11. Scholarly and detailed accounts of these components may be found in Antoine Faivre, Access to Western Esotericism (Albany: State University of New York Press, 1994); Nicholas Goodrick-Clarke, The Western Esoteric Traditions: A Historical Introduction (Oxford: Oxford University Press, 2008); and Henrik Bogdan, Western Esotericism and Rituals of Initiation (Albany: State University of New York Press, 2007).
12. “Qabalah” is Colquhoun’s preferred spelling, being more consistent, in her view, with the Hebrew writing of the word than common alternatives such as “Kabbalah,” “Kabala,” or “Cabbala.”

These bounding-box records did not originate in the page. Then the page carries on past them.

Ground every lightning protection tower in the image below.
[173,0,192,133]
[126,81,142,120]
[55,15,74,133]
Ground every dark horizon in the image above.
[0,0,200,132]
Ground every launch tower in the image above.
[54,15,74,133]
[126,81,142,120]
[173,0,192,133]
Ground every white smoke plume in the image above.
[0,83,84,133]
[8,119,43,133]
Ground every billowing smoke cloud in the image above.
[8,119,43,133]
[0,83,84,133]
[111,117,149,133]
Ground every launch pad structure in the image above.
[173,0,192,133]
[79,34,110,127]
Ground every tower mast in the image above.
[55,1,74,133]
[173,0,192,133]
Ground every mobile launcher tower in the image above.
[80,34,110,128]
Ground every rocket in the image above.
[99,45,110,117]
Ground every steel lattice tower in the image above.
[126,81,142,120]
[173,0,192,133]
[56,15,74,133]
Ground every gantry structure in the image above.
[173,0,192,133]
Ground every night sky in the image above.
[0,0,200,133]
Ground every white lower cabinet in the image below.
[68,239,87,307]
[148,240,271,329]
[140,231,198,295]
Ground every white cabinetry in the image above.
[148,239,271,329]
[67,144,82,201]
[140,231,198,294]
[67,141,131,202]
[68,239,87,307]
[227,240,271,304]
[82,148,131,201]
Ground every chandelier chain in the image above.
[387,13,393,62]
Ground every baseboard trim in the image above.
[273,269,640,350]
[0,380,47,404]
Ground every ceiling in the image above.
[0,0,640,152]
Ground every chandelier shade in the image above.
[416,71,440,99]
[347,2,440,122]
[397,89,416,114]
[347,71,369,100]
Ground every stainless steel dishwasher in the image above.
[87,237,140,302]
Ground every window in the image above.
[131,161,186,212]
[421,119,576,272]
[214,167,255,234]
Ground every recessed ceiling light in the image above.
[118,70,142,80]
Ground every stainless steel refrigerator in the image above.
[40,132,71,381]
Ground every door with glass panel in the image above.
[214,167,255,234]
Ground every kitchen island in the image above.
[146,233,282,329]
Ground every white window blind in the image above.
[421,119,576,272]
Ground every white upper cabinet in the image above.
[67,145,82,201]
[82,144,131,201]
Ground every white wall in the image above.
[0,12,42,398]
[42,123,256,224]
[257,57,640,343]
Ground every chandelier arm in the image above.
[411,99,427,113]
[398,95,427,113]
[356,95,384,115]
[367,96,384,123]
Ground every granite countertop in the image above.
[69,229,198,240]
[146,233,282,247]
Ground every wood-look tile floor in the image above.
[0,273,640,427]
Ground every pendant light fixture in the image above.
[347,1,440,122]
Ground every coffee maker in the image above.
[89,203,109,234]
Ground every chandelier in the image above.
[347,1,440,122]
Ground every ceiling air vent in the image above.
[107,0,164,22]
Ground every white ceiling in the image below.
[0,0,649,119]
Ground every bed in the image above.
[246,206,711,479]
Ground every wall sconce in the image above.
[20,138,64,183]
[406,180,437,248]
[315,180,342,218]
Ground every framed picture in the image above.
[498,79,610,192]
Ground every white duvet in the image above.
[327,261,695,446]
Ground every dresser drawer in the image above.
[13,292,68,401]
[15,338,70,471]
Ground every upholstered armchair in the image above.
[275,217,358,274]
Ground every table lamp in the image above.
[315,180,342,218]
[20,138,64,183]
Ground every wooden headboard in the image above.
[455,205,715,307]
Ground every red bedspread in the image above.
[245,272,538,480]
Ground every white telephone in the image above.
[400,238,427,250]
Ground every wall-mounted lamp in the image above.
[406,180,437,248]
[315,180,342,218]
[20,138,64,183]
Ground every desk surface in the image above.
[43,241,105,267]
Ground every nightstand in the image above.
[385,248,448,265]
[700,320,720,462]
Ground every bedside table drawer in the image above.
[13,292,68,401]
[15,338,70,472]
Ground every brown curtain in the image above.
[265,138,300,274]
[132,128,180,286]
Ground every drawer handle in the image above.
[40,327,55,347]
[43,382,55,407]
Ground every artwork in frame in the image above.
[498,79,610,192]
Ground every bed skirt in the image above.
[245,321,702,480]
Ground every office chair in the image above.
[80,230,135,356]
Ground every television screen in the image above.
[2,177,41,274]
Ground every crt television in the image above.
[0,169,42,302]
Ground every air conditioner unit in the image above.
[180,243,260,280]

13. Colquhoun’s syncretic project owed a debt to the nineteenth-century French occult writings of Eliphas Lévi and to the Hermetic Order of the Golden Dawn, which based itself in part upon Levi’s work. It evokes the perennialism popularized by H. P. Blavatsky’s and Annie Besant’s theosophical writings as the “Ancient Wisdom,” and by Aldous Huxley’s highly influential book The Perennial Philosophy (New York: Harper and Brothers, 1945).
14. Each figure is also linked with one of the traditional elements—air, water, fire, and earth—each of which has an associated color. This is why Colquhoun intended each chapter to be printed on the appropriately colored paper.
15. Israel Regardie, A Practical Guide to Geomantic Divination (London: Aquarian Press, 1972).
16. This is a simplified account of a complex doctrine. Those who wish to discover more can turn to Charles W. Leadbeater’s nontechnical book The Life After Death, first published in 1912, available at http://www.archive.org/details/lifeafterdeathan020962mbp.
17. One exception might be Cornwall. Like Brittany, it is an isolated peninsula with its own folklore and religious traditions. Cornish, the language of old Cornwall, is closely related to Breton, the language of old Brittany. The district of West Penwith, where Colquhoun lived, has the greatest concentration of prehistoric funerary monuments in mainland United Kingdom.
18. Geoffrey Samuel, “The Effectiveness of Goddesses, or How Ritual Works,” Anthropological Forum 11, no. 1 (2001): 87.